- Trade show advertisement
- Directed by: G. B. Samuelson
- Written by: Joan Morgan
- Produced by: Edward Gordon Craig
- Starring: Warwick Ward; Harold French; Wendy Barrie;
- Cinematography: Desmond Dickinson
- Production company: G. B. Samuelson Productions
- Distributed by: United Artists
- Release date: March 1932;
- Running time: 73 minutes
- Country: United Kingdom
- Language: English

= The Call Box Mystery =

1932 British film by G.B. Samuelson

The Call Box Mystery (also known as The Callbox Mystery) is a 1932 British crime film directed by G.B. Samuelson and starring Warwick Ward, Harold French and Wendy Barrie. It was written by Joan Morgan (as Joan Wentworth-Wood), and was made at Cricklewood Studios as a quota quickie.

== Preservation status ==
The British Film Institute National Archive holds a collection of stills but no film or video materials.

==Plot==
Inspector Layton of Scotland Yard is investigating the suspicious death of Mr. Banner. Banner's daughter, Iris, tells Layton that her brother David, a musician, had gone missing after becoming a protégé of Leo Mount, a millionaire interested in music, and suspected of being linked to blackmailers. Subsequently, a number of artists with connectons to Mount die in mysterious circumstances. Layton investigates these and is ultimately able to solve the mystery of Barner's death, and win Iris's love.

==Cast==
- Warwick Ward as Leo Mount
- Harold French as Inspector Layton
- Wendy Barrie as Iris Banner
- Gerald Rawlinson as David Radnor
- Harvey Braban as Inspector Brown
- Daphne Mowbray as Rose
- Tom Shenton as Pearce
- Myno Burney as Paul Grayle

== Reception ==
Kine Weekly wrote: "Amateurish murder mystery drama, so loosely constructed that it fails to hold the interest, let alone thrill. The cast do their best in the circumstances, but the fantastic story and poor direction defeat them. Quota booking for very unsophisticated audiences."

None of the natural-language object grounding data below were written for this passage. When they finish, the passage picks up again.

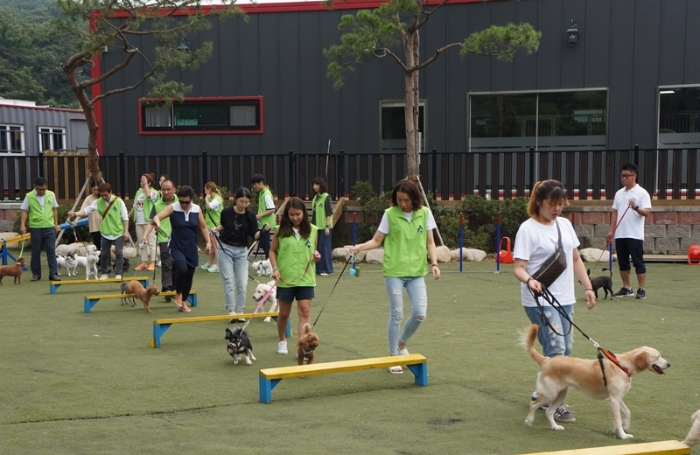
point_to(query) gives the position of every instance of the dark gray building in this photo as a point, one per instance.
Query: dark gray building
(631, 77)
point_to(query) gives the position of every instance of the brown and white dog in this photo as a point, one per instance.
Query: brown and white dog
(559, 373)
(13, 270)
(141, 293)
(307, 344)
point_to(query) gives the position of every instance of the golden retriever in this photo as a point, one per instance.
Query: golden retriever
(559, 373)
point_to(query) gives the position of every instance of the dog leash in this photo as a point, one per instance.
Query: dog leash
(351, 258)
(554, 303)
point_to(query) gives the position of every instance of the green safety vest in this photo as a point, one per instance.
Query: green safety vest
(38, 218)
(269, 219)
(165, 228)
(320, 207)
(292, 258)
(405, 247)
(112, 223)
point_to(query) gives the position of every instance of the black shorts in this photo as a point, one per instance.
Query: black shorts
(299, 292)
(634, 248)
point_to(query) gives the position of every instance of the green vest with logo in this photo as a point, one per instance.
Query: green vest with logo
(292, 258)
(405, 247)
(112, 223)
(269, 219)
(319, 204)
(213, 217)
(38, 218)
(165, 228)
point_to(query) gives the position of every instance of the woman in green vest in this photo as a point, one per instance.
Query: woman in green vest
(213, 205)
(407, 231)
(144, 199)
(322, 218)
(293, 256)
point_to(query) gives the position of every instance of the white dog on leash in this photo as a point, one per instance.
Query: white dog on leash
(263, 267)
(260, 291)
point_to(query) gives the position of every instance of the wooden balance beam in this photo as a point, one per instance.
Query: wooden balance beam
(270, 377)
(160, 326)
(645, 448)
(91, 300)
(54, 285)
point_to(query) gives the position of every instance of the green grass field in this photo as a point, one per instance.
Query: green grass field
(76, 383)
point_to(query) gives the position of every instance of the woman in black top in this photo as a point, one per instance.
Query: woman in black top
(237, 224)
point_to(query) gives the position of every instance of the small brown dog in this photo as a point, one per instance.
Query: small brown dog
(306, 345)
(141, 293)
(13, 270)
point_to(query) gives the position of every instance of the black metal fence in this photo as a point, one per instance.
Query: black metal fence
(667, 173)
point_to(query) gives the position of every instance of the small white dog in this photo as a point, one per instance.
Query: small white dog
(264, 268)
(260, 292)
(68, 261)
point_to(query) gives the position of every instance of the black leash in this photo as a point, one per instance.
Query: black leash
(554, 303)
(352, 256)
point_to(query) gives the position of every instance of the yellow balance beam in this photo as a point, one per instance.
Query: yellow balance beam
(341, 366)
(645, 448)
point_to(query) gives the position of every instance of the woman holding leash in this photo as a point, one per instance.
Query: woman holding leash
(293, 256)
(213, 205)
(322, 218)
(538, 241)
(407, 231)
(238, 223)
(185, 218)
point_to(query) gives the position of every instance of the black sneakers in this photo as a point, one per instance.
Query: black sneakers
(624, 292)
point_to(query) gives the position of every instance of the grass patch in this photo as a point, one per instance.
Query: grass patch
(89, 383)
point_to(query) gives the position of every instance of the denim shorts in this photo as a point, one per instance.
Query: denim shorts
(300, 293)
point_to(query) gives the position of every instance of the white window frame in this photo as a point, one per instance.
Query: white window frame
(5, 130)
(52, 131)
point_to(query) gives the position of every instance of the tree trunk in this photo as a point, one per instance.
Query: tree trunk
(411, 108)
(89, 111)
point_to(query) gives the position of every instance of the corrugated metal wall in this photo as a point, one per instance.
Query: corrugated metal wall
(629, 47)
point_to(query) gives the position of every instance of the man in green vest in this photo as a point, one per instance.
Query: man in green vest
(167, 196)
(266, 212)
(39, 206)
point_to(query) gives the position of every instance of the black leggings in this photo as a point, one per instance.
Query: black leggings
(183, 282)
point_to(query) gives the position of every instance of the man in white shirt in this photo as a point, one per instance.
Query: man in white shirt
(631, 205)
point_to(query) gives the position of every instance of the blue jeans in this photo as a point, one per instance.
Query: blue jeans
(415, 287)
(553, 344)
(43, 238)
(233, 267)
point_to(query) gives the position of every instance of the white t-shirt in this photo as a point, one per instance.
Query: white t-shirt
(535, 243)
(632, 225)
(384, 224)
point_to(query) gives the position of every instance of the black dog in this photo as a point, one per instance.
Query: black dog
(237, 344)
(604, 282)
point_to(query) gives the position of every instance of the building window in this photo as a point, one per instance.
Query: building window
(12, 139)
(679, 117)
(52, 139)
(393, 126)
(546, 120)
(237, 115)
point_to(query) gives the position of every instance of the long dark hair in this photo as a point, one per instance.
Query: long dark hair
(286, 226)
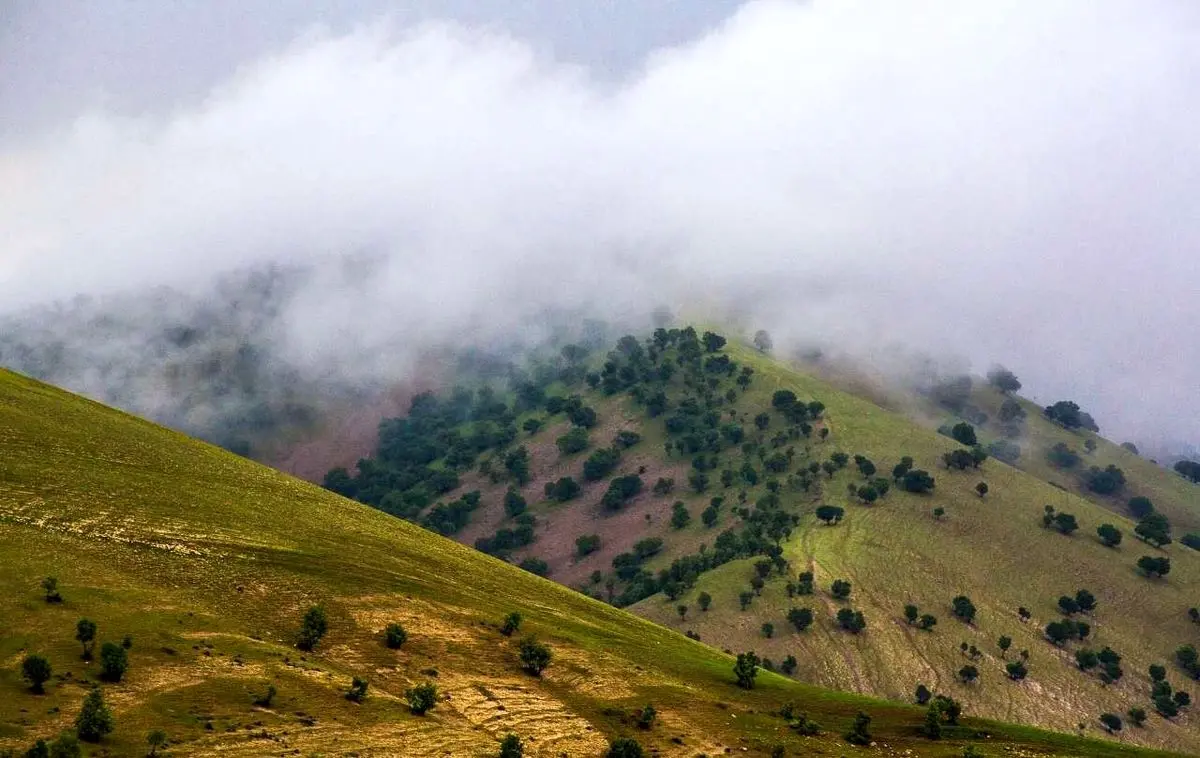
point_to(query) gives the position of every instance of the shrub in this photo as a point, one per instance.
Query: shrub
(113, 661)
(421, 698)
(395, 636)
(36, 669)
(534, 656)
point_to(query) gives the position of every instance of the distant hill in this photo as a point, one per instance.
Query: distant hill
(682, 408)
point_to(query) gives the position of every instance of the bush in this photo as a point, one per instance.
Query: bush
(312, 627)
(113, 661)
(36, 669)
(534, 656)
(395, 636)
(421, 698)
(94, 720)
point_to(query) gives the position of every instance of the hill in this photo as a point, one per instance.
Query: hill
(203, 564)
(717, 437)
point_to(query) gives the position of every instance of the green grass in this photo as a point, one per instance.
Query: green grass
(208, 560)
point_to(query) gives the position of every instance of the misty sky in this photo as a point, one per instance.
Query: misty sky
(1000, 180)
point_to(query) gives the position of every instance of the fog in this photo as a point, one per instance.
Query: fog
(990, 181)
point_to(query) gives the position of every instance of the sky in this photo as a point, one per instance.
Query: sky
(996, 181)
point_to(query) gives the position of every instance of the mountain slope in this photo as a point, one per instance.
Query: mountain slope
(990, 548)
(207, 561)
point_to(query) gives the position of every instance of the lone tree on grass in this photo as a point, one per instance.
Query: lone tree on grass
(94, 720)
(421, 698)
(312, 627)
(745, 669)
(85, 635)
(36, 669)
(534, 656)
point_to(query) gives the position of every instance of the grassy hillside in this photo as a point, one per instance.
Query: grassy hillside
(207, 561)
(990, 548)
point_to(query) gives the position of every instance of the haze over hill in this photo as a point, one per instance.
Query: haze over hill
(995, 181)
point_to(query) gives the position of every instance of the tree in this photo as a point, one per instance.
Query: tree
(511, 624)
(851, 620)
(156, 739)
(51, 588)
(534, 656)
(829, 513)
(624, 747)
(1109, 535)
(964, 609)
(1153, 566)
(1003, 379)
(917, 481)
(745, 668)
(85, 635)
(312, 627)
(859, 734)
(964, 433)
(36, 669)
(1188, 470)
(395, 636)
(511, 747)
(94, 720)
(801, 618)
(113, 661)
(421, 698)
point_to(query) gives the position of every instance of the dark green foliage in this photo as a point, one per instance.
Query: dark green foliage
(514, 504)
(85, 635)
(851, 620)
(563, 489)
(624, 747)
(964, 433)
(1153, 566)
(621, 491)
(511, 747)
(358, 691)
(575, 440)
(51, 589)
(312, 627)
(861, 733)
(745, 669)
(829, 513)
(917, 481)
(600, 464)
(1109, 535)
(534, 565)
(511, 624)
(1003, 379)
(1155, 528)
(1188, 470)
(94, 720)
(421, 698)
(36, 671)
(1061, 456)
(964, 609)
(534, 656)
(587, 543)
(113, 661)
(1105, 481)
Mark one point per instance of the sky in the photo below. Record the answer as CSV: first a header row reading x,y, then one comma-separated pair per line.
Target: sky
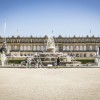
x,y
49,17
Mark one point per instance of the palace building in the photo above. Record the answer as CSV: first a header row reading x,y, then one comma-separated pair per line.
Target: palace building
x,y
76,46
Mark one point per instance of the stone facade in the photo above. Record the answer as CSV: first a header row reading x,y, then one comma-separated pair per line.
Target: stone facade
x,y
77,46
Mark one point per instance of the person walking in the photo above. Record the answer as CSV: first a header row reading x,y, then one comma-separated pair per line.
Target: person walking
x,y
58,61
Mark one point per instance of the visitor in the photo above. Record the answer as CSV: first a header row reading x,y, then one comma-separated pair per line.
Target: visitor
x,y
58,61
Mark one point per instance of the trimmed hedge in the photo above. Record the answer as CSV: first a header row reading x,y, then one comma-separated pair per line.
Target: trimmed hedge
x,y
84,61
15,61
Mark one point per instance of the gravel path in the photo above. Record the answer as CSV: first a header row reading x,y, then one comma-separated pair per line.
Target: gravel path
x,y
50,84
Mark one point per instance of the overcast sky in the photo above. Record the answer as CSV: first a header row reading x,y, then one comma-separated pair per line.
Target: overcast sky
x,y
40,17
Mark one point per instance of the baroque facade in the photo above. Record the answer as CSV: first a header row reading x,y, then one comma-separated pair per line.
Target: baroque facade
x,y
77,46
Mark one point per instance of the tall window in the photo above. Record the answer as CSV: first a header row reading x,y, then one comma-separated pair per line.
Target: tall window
x,y
41,48
15,47
29,48
90,47
71,48
64,48
84,48
77,48
38,48
21,47
81,48
67,48
34,48
25,48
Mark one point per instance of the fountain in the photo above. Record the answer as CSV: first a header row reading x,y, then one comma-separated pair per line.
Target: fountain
x,y
4,51
97,59
49,58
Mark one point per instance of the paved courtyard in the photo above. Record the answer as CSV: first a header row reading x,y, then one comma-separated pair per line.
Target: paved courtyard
x,y
50,84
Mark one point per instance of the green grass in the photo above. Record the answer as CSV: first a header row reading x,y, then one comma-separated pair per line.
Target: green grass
x,y
84,61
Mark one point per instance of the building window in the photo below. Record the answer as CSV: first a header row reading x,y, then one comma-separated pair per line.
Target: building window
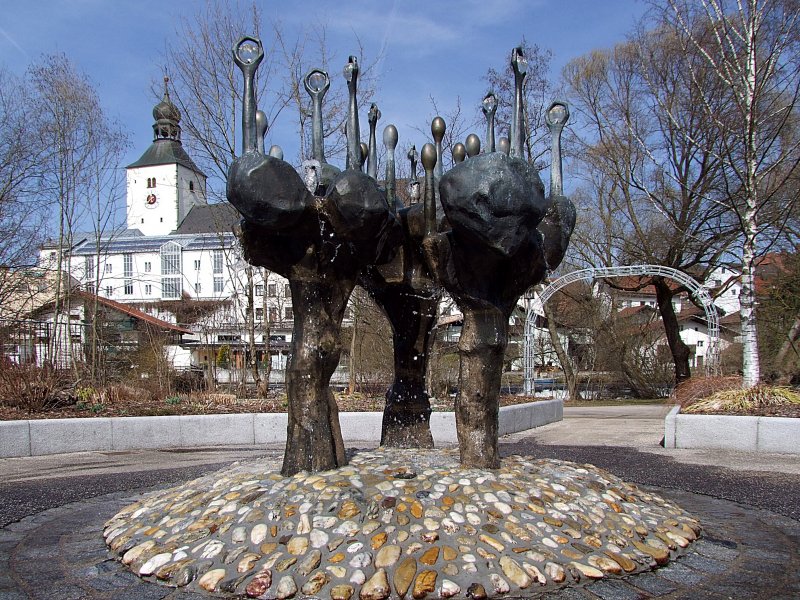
x,y
89,262
170,288
170,259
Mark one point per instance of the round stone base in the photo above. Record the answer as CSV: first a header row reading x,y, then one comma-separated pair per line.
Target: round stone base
x,y
399,523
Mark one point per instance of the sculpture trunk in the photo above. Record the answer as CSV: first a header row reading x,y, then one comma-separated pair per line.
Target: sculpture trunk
x,y
314,437
481,347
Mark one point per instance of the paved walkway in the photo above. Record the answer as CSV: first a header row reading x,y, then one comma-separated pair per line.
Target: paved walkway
x,y
52,510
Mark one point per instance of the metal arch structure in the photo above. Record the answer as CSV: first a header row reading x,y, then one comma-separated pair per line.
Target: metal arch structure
x,y
700,294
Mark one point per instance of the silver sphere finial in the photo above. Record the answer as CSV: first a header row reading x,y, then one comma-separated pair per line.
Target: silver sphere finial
x,y
438,128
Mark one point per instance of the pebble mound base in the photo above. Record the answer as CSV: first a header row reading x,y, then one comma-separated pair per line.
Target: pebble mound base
x,y
399,523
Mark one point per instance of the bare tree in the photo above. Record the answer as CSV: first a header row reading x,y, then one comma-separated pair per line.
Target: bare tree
x,y
749,47
21,219
80,148
652,171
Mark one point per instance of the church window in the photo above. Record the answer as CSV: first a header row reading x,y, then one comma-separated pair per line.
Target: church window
x,y
170,259
170,288
89,267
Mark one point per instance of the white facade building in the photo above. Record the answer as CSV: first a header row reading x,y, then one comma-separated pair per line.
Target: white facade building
x,y
177,247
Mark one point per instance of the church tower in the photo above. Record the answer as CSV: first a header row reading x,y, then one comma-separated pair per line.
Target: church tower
x,y
164,184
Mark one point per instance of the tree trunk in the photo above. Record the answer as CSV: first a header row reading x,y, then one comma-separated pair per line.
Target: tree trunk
x,y
570,377
314,438
679,350
482,345
751,369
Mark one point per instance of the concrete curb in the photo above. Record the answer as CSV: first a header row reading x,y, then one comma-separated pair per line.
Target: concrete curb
x,y
722,432
59,436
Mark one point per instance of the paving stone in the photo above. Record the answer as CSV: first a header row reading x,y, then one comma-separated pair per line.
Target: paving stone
x,y
716,549
616,590
704,564
651,583
680,574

Picturegoer wrote: "Incredible and loosely constructed detective story which fails to hold the interest. The artists do their best, but the material defeats them and, as a whole, they only succeed in giving very average performances. Too much time is wasted in dealing with side-issues, so that the main facts become obscured and, instead of being thrilled, one becomes distinctly bored."